Camminavo lentamente sul sentiero del nulla, diretto a nord. Era un sentiero rosato, interminabile, lungo e dritto fino all'orizzonte e, forse, anche più in là. Era costeggiato sia a destra che a sinistra dalla campagna abbandonata e decadente, frutto di anni di scelleratezza e delirio collettivo, che ci avevano portato nell'abisso dell'inconsapevolezza e dell'improvviso impoverimento, come se avessimo perso la guerra con la vita e la nostra incivile civiltà fosse stata ripetutamente bombardata dagli stormi del dubbio, fino al misero crollo di tutto il castello di carte che ci aveva protetto fino a quel momento, o per lo meno, così pensavamo che fosse, perché lo pensavamo tutti.

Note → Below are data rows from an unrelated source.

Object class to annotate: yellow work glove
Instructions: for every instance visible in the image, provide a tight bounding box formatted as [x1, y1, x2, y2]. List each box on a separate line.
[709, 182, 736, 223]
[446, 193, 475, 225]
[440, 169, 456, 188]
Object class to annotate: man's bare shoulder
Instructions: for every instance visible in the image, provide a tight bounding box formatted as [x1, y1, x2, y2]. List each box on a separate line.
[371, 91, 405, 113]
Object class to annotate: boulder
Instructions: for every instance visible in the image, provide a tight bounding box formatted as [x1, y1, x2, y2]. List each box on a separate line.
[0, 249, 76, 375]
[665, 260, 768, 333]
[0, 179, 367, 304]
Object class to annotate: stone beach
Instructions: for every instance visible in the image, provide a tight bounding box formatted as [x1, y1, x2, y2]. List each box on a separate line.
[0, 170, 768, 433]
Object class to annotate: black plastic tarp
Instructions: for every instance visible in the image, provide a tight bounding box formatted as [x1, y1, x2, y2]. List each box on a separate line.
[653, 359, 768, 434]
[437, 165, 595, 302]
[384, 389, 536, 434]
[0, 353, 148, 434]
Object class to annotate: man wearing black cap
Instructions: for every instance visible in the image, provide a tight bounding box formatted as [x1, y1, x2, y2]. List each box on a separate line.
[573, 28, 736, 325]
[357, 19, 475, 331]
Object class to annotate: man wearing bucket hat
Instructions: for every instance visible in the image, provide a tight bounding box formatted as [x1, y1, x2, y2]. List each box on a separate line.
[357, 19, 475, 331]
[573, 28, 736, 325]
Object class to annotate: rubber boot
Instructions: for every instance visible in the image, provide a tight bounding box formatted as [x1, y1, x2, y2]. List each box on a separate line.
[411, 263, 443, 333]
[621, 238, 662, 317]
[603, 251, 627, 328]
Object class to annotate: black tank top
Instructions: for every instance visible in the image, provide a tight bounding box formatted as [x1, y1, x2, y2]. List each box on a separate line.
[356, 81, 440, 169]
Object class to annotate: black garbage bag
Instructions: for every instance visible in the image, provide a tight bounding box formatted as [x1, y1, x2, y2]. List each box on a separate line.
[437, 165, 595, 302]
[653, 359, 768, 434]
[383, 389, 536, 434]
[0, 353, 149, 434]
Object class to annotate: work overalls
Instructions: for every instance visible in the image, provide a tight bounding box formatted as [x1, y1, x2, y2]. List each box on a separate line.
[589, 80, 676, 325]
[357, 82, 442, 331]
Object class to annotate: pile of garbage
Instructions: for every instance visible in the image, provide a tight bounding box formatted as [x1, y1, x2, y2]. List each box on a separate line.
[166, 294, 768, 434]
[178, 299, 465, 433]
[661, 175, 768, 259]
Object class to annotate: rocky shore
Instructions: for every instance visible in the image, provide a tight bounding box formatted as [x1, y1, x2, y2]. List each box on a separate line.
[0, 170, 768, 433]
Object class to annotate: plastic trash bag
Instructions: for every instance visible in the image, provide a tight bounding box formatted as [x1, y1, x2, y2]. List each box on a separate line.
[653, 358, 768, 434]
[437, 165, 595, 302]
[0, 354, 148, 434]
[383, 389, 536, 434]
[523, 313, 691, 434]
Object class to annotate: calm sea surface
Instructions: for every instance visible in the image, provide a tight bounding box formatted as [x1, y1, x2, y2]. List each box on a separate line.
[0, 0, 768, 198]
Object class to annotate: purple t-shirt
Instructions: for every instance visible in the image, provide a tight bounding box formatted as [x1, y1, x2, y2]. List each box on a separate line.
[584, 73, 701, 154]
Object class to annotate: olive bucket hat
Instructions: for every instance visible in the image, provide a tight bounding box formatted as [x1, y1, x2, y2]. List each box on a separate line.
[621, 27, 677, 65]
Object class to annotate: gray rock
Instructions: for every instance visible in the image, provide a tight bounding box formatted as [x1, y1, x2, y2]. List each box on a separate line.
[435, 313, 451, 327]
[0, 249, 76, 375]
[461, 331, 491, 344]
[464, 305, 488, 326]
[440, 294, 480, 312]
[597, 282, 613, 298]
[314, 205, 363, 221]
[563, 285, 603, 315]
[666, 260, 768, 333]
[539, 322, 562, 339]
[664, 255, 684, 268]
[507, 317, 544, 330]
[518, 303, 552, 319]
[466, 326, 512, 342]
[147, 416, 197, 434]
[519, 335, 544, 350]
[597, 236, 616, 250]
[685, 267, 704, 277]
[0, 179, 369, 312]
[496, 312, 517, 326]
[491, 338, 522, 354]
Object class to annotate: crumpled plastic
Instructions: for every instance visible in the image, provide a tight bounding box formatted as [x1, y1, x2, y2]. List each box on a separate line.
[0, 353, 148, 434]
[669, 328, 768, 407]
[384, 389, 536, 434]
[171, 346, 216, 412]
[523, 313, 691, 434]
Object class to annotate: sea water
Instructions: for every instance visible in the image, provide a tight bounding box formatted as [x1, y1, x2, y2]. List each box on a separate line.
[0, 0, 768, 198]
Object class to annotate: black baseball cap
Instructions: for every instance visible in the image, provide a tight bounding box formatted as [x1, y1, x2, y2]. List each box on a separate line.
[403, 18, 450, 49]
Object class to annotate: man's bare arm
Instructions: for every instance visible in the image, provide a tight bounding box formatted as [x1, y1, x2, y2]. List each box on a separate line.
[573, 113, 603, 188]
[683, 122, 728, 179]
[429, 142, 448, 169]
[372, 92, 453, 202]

Il pensiero unico e acritico, si era insinuato lentamente, ma con determinazione, fino a divenire il cervello esterno della società, così come ce la eravamo immaginata, rendendo superfluo, per i più, porsi domande e osservare dall'esterno quello che accadeva. Eravamo arrivati a considerare normale il non esercitare più la facoltà di pensiero, anzi, era sembrato un miracolo potersi dedicare al vuoto quotidiano preimpostato, dove l'idea prefabbricata era considerata e accettata da tutti come di gran lunga migliore della migliore che avremmo mai potuto elaborare.
In quel contesto, l'urlo era lo strumento principe, il più utilizzato per dominare il pensiero e imporlo a chi non aveva (i più) capacità di produzione in proprio, vuoi per disabitudine, vuoi per impreparazione e ignoranza degli strumenti minimi e indispensabili alla creazione di una coscienza individuale. La supplenza dell'omogeneizzazione del pensiero, a poco a poco si era trasformata in titolarità di cattedra e, da quel momento in poi, fu facile per tutti avere certezze, sicurezza e uniformità.
Coloro che avevano padronanza degli strumenti di analisi critica, erano stati con lentezza e abilità sui terreni della speculazione comparata, i cui contenuti erano stati a poco a poco disintegrati e sostituiti dal vuoto della banalità e del niente. La parola non mancava, mentre il lume del pensiero si era, giorno dopo giorno, spento nell'arco di un paio di decenni.
La terra promessa dell'annichilimento dell'individuo era un piatto confezionato con molta cura dall'oligarchia egemone, il cui successo principale consisteva in una schiavitù diffusa degli individui, che avevano chiamato "democrazia", con grande senso dell'ironia, sprecato, perchè nessuno era più in grado di capirla.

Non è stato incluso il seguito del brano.